Still, active-active is nice, but we have some interesting products, I will call them, which still requires that we are routing on the HAProxies; Thanks to the TPROXY extension it’s still possible to use HAProxy as a frontend and then transparent the tunnel through HAProxy and route. There’s one product we have that uses client IP as the session key, it’s a real good idea, but we can’t replace it, it’s another department, so we have to work around it.

So, we don’t have to have any access to the routers; we go through the route reflectors; The route reflectors, HAProxy, and the service backends, everything feeds out of one config deployment and whenever something new appears or some change appears, anycast health checker will notice on the HAProxy machines, will then via BIRD tell the route reflectors and those then announce a BGP route to the datacenter routers.

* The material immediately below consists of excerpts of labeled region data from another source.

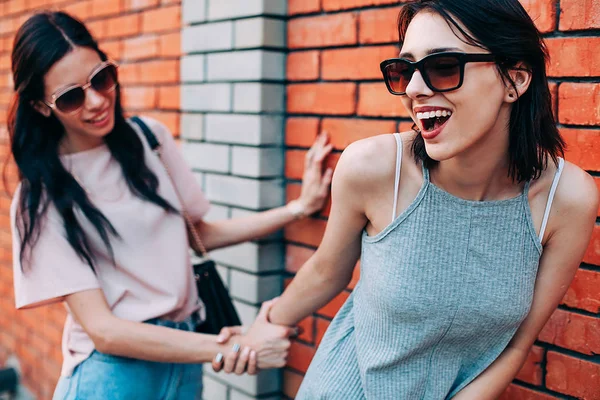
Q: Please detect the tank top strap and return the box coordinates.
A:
[539,158,565,242]
[392,133,402,221]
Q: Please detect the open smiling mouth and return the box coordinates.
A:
[417,110,452,132]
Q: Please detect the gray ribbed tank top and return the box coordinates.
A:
[296,136,562,400]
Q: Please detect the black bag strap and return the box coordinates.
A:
[131,116,208,258]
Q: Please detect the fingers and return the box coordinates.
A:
[233,346,251,375]
[223,343,240,374]
[212,353,223,372]
[256,300,275,322]
[246,350,258,375]
[217,326,244,344]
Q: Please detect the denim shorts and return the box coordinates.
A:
[52,317,202,400]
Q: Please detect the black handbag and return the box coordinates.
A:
[131,117,241,335]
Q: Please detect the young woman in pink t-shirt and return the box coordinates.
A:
[8,12,331,399]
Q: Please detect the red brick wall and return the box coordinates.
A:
[284,0,600,400]
[0,0,181,399]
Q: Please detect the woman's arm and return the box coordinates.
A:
[65,289,292,368]
[196,133,333,250]
[454,164,598,400]
[269,143,377,325]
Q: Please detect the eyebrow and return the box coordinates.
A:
[399,47,465,60]
[50,61,106,96]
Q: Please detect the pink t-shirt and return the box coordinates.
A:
[11,118,209,376]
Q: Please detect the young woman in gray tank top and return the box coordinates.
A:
[221,0,598,400]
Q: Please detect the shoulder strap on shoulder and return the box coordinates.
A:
[540,158,565,242]
[392,133,402,221]
[131,116,160,151]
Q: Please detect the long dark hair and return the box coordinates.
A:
[398,0,565,182]
[8,12,176,269]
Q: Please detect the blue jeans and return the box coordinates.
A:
[52,317,202,400]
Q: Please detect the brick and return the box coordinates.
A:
[357,82,409,117]
[321,0,398,11]
[283,369,304,399]
[558,82,600,125]
[181,22,233,53]
[559,0,600,31]
[63,1,92,20]
[546,37,600,77]
[287,342,316,372]
[231,146,284,178]
[286,51,320,81]
[285,244,315,274]
[181,142,230,173]
[285,118,320,147]
[100,40,123,60]
[159,32,181,57]
[233,83,285,113]
[104,14,140,38]
[546,351,600,400]
[285,150,340,180]
[125,0,160,11]
[288,13,357,49]
[234,17,286,49]
[91,0,123,17]
[121,87,156,110]
[539,310,600,355]
[284,218,327,247]
[583,225,600,265]
[140,60,179,84]
[287,83,356,115]
[358,7,400,44]
[288,0,321,15]
[498,384,558,400]
[560,128,600,171]
[520,0,556,33]
[142,5,181,33]
[515,346,544,386]
[119,64,141,84]
[123,35,158,60]
[562,269,600,314]
[321,46,398,80]
[206,114,283,146]
[321,118,396,150]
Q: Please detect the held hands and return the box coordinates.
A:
[212,299,296,375]
[294,132,333,216]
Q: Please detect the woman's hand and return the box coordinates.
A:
[212,300,296,375]
[297,132,333,216]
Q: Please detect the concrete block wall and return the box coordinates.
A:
[180,0,287,400]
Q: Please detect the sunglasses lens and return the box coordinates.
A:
[423,56,462,90]
[384,61,414,94]
[90,65,117,93]
[55,87,85,113]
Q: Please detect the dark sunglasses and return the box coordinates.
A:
[44,61,118,114]
[380,53,498,95]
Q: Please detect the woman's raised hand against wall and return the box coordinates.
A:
[297,132,333,215]
[212,299,297,375]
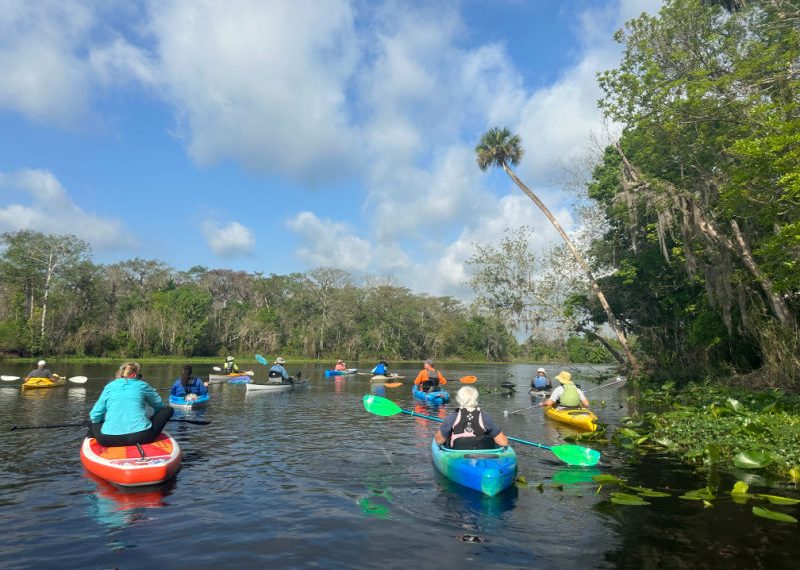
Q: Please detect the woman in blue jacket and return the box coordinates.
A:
[169,364,208,402]
[89,362,172,447]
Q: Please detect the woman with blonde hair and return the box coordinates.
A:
[89,362,173,447]
[433,386,508,449]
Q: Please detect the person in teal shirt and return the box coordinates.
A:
[169,364,208,401]
[89,362,173,447]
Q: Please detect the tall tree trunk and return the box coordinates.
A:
[615,142,797,328]
[503,162,639,376]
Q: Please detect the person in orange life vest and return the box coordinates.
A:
[539,370,589,408]
[433,386,508,449]
[414,358,447,392]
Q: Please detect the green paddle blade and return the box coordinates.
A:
[363,394,403,416]
[550,445,600,467]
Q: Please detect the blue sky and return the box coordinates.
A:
[0,0,659,297]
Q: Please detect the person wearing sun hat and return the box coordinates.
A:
[267,356,293,384]
[222,356,239,374]
[25,360,53,380]
[531,368,553,391]
[541,370,589,409]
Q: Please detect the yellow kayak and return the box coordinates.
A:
[22,374,67,388]
[544,406,597,431]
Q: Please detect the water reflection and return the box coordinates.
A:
[84,473,175,528]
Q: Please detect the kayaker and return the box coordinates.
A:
[433,386,508,449]
[372,358,389,376]
[89,362,172,447]
[222,356,239,374]
[267,357,294,384]
[539,370,589,409]
[169,364,208,402]
[24,360,53,380]
[531,368,553,390]
[414,358,447,392]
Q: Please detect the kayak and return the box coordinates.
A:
[22,374,67,388]
[247,380,308,392]
[411,384,450,404]
[544,406,597,431]
[169,394,209,410]
[431,439,517,497]
[208,373,250,384]
[369,374,406,382]
[81,432,181,487]
[325,368,358,377]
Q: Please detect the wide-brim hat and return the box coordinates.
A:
[555,370,572,384]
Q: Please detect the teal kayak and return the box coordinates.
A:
[431,440,517,497]
[411,384,450,404]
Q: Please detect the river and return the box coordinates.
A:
[0,362,800,570]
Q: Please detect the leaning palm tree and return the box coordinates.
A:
[475,127,639,375]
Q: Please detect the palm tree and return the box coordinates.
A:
[475,127,639,375]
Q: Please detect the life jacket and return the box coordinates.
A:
[419,370,439,392]
[533,376,547,390]
[448,408,494,449]
[558,383,581,408]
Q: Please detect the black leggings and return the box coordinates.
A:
[89,406,174,447]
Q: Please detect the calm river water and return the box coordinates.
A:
[0,363,800,570]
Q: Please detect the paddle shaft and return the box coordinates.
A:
[9,418,211,431]
[402,410,551,451]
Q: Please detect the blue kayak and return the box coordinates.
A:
[169,394,209,410]
[431,440,517,497]
[411,384,450,404]
[325,368,358,377]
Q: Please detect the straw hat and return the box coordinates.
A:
[556,370,572,384]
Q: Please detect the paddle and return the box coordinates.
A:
[503,376,627,415]
[8,418,211,431]
[363,394,600,466]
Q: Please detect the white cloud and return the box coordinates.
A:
[286,211,372,272]
[0,170,135,251]
[151,0,357,183]
[203,220,256,258]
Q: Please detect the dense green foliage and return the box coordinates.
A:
[615,384,800,479]
[0,231,518,360]
[587,0,800,388]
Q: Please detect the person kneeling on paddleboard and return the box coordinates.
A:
[89,362,173,447]
[169,364,208,402]
[433,386,508,449]
[414,358,447,392]
[539,370,589,409]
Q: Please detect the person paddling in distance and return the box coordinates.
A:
[169,364,208,402]
[433,386,508,449]
[89,362,173,447]
[371,358,389,376]
[222,356,239,374]
[414,358,447,392]
[267,357,294,384]
[24,360,53,380]
[539,370,589,409]
[531,368,553,391]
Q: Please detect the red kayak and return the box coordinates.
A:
[81,433,181,487]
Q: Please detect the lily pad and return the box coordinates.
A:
[753,507,797,523]
[733,451,772,469]
[756,493,800,505]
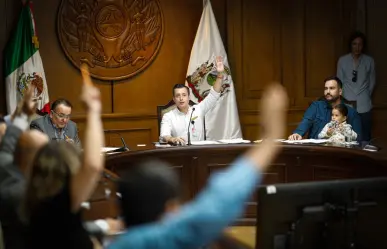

So, everything we need and with the route reflectors we have an additional layer of security there.

It’s implemented in Python so it’s easily extensible; It supports common templating languages, which we make some use of, some heavy use of, and since it’s Python it’s easily extensible to outside use. If there’s some data we can source from anywhere, we can get it within our config management and make use of it. That made us, to get the idea, that it could possibly make some wholesome, automated approach to get HAProxy to run and that’s Johannes’ part.

We are heavily monitoring with Icinga2. So if we know a service is running on HTTP, we can check the liveness with active checks on the HAProxy frontend, and also the backends if they are living, and also this works for our mail service and whatever you like because it’s extensible. The best thing is it’s a single source of information, so we simply say if it’s not there it doesn’t exist for us.

If the web team has another service, you create a new folder, add a new defaults file, and they have defaults for every type of service they want to deploy as such; and the best thing about this is you don’t have to specify all fields that we support because most things we can simply infer. If you have a service file like here on the right, and you see that we have SSL turned on and we say the SSL redirect is false, we know, okay, the HTTP server is doing the redirecting.



Also, automation always has a price in business complexity. Getting someone up to the level to understand how we are doing things is, yeah, it takes some time and it’s not like, “Yeah, here you have your Ansible playbook; Deploy this and you’re done,” but, and closing, things are not as simple as you might think.

The IPv6 migration is really easy because we can simply turn on, give the FQDN an IPv6, build the configuration once again so HAProxy listens on that IP, it gets automatically announced by BIRD, and then we’re done because HAProxy is an IPv6/4 gateway, we don’t even need IPv6 for the backend. We have fast reconfiguration because if I change something in this defaults file, I can rebuild the whole batch of servers in seconds, and it’s really cheap. It’s really a cheap solution if we compare it to our old BIG-IP solution; and also we have no vendor lock-in and what I like best is it’s future-proof. If we ever say, “Okay, we are moving to the cloud or we are doing Kubernetes or some other fancy technology, we have a consistent definition of what a service is and we can simply apply this to our new technology because we have written it once, so we can simply reuse it. Also, security is always a nice benefit!